In his intervention, the High Commissioner expressed his concern about the increase of such practices in electoral processes where conspiracy theories, including replacement theory and scapegoating of minority groups, are used. 

He urged states to develop anti-discrimination legislation and national justice institutions to participate in peer learning programs and to follow the recommendations of his office.

He stressed that international human rights law does not protect doctrines or ideas, but the people who profess them, and that a balance must be found between the defense of freedom of expression, which includes criticism, however distasteful, and the protection of individuals from hate crimes. In this respect, he cited the Rabat action program.

He stressed the importance of collaboration with civil society, including technological companies, for combating the spread of hate online, and reported that his office is working with these companies to regulate these issues.

The Permanent Representative of Pakistan to the United Nations, H.E. Mr. Zamir Akram, said that hatred is the first line of attack against human dignity. He raised alarm about cases of the burning of holy books, such as the Quran, and pointed out that two of the most terrible events in recent history, the Holocaust and the Bosnian genocide began with the burning of books, reiterating that these acts are often precursors to violent attacks on minorities.

The Special Rapporteur on the promotion and protection of the right to freedom of expression and opinion, Irene Khan, insisted on the Rabat Plan of Action as an essential tool to differentiate between legitimate speech and hate crime. She also argued that the protection of religion is not a legitimate reason to restrict freedom of expression; however, states must take all necessary measures to protect, especially religious minorities, from hate attacks. The focus is not only on states, but also on the collaboration and ownership of the Rabat Plan by technology companies and platforms to respect and defend against online hate crimes.

In her final intervention, Ms. Khan, responding to Israel's question, and references to the rise of anti-Semitism and Islamophobia, recalled the need to differentiate anti-Semitism as hatred towards a race and religion with criticism of Israel as a political entity.

In her intervention, Ms. Kobauyah Tchamdja Kpatcha, vice chair of the Human Rights Committee, deplored the existence of people, both political and religious leaders, who use the grey areas of freedom of expression to incite hatred. She defended the need to legislate surgically on this difference, following the principles of the Rabat Action Plan, assessing each offense in detail, and promoting a culture of tolerance and mutual respect. She also defended the need for collaboration between the different society stakeholders, state institutions and the Treaty Bodies, treaty bodies, special rapporteurs, and other mechanisms of the Human Rights Council and the United Nations.

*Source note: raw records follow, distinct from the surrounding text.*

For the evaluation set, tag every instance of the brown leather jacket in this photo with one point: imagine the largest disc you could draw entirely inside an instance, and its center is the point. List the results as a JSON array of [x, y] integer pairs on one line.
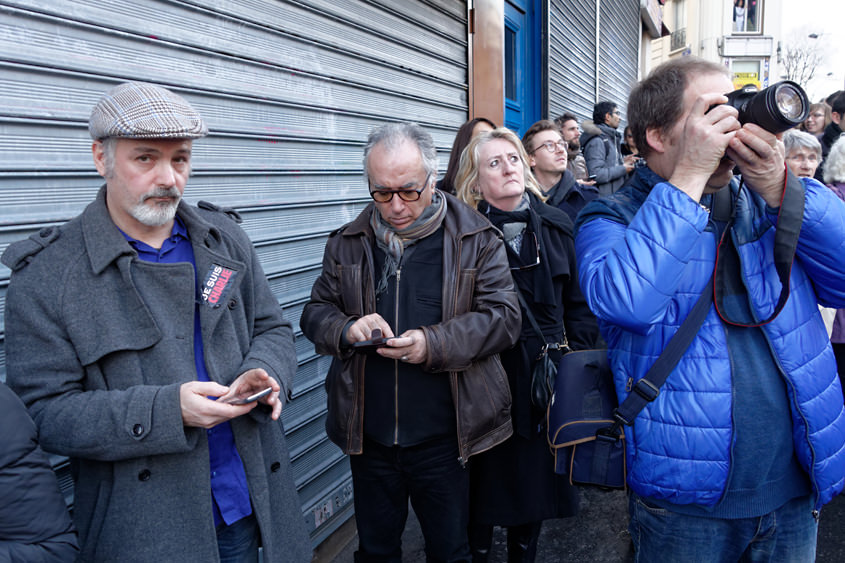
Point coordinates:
[[481, 317]]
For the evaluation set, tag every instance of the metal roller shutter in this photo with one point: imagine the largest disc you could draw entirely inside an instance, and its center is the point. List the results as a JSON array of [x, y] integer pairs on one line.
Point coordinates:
[[289, 89], [572, 57], [619, 37]]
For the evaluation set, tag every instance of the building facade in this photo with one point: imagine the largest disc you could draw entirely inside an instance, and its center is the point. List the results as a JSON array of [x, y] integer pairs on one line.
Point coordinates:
[[290, 90]]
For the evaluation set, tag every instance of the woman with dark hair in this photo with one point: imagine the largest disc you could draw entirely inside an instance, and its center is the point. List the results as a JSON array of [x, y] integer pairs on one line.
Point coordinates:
[[628, 146], [462, 138], [834, 177], [514, 484], [739, 15], [818, 118]]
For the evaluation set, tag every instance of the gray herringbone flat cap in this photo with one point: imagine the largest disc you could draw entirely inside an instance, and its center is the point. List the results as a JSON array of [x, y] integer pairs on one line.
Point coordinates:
[[138, 110]]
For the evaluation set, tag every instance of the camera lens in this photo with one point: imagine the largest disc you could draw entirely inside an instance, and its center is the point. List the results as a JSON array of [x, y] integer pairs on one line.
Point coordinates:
[[775, 109], [789, 101]]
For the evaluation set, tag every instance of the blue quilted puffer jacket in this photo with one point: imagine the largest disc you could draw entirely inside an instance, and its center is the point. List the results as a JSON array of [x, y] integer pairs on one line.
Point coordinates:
[[644, 255]]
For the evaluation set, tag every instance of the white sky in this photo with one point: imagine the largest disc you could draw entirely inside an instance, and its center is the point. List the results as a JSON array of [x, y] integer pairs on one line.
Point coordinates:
[[824, 17]]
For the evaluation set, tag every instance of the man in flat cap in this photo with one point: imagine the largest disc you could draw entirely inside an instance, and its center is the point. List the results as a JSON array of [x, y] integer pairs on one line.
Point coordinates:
[[134, 333]]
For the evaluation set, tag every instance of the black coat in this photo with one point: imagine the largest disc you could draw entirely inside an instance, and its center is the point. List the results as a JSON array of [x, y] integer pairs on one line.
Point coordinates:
[[514, 483], [34, 521]]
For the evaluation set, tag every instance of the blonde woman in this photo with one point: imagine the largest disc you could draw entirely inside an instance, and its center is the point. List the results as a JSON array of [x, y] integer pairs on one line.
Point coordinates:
[[514, 485]]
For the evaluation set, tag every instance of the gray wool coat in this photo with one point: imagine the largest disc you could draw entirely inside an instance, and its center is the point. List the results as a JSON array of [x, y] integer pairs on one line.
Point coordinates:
[[97, 346]]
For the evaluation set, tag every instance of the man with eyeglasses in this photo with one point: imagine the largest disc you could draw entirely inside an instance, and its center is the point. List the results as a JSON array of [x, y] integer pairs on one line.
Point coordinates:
[[432, 276], [601, 142], [571, 133], [547, 156]]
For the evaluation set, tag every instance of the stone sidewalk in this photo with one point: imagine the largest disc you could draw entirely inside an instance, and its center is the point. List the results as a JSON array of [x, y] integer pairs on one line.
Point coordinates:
[[599, 535]]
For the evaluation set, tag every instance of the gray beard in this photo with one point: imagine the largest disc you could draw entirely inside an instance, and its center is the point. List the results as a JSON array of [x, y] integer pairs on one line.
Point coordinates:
[[157, 215]]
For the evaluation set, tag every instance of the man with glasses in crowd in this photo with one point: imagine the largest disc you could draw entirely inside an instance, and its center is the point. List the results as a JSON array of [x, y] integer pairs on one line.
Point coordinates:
[[431, 275], [601, 142], [547, 156], [571, 133]]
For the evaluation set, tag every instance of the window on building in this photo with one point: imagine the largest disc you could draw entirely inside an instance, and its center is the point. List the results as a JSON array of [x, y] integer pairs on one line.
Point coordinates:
[[747, 16]]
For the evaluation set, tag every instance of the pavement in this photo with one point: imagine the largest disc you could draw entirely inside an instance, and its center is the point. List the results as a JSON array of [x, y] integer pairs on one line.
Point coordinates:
[[599, 534]]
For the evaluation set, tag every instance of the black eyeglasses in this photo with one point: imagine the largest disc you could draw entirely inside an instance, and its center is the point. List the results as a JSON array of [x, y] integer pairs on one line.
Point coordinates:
[[537, 249], [551, 146], [384, 196]]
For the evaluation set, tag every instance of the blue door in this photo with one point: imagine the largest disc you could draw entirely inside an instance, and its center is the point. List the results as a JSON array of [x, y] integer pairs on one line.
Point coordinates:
[[523, 58]]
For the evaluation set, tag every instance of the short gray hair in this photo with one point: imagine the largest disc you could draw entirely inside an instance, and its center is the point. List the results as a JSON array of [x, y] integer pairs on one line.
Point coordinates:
[[394, 134], [795, 139]]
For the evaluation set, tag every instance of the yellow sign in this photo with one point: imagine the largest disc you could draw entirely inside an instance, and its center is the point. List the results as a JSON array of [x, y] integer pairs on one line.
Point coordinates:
[[745, 78]]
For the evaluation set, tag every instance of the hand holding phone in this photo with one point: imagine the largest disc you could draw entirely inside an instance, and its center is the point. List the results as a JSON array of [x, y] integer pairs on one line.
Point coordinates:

The last speaker of the panel, Mr. Thiago Alves Pinto, was a bit more discordant, harshly criticizing the legislations that protects the sacred excessively, arguing that they have been used throughout history to attack different political leaders, scientists, and spiritual leaders, among others. He believes that all new beliefs begin by challenging the protected or sacred and turning the people who follow them into minorities who must be protected from the laws protecting the sacred. He made a historical critique of UN resolutions that prioritize the protection of religions to the detriment of individuals. Furthermore, he also harshly criticized states that implement such laws, as well as states that do not recognize people fleeing from these laws as refugees.

In their speeches, all the speakers stressed the importance of political will to put an end to this scourge, as they believe that there are mechanisms and tools for this purpose. They also stressed that the fight against religious hatred is not about defending a religion, but about defending the people who profess it, and that the fight against religious hatred should not be understood as an attack on freedom of expression.

Many of the countries that intervened in the session defended the need to fight against these acts that constitute hate crimes while respecting the limits of freedom of expression, asking the experts for measures and references to achieve this balance. The experts cited the importance of the aforementioned Rabat action plan, where a table with differentiating criteria for assessing individual offences can be found. The United States highlighted the need to effectively implement Human Rights Council resolution 16/18 and President Biden's efforts in this regard to end religiously motivated hatred and attacks.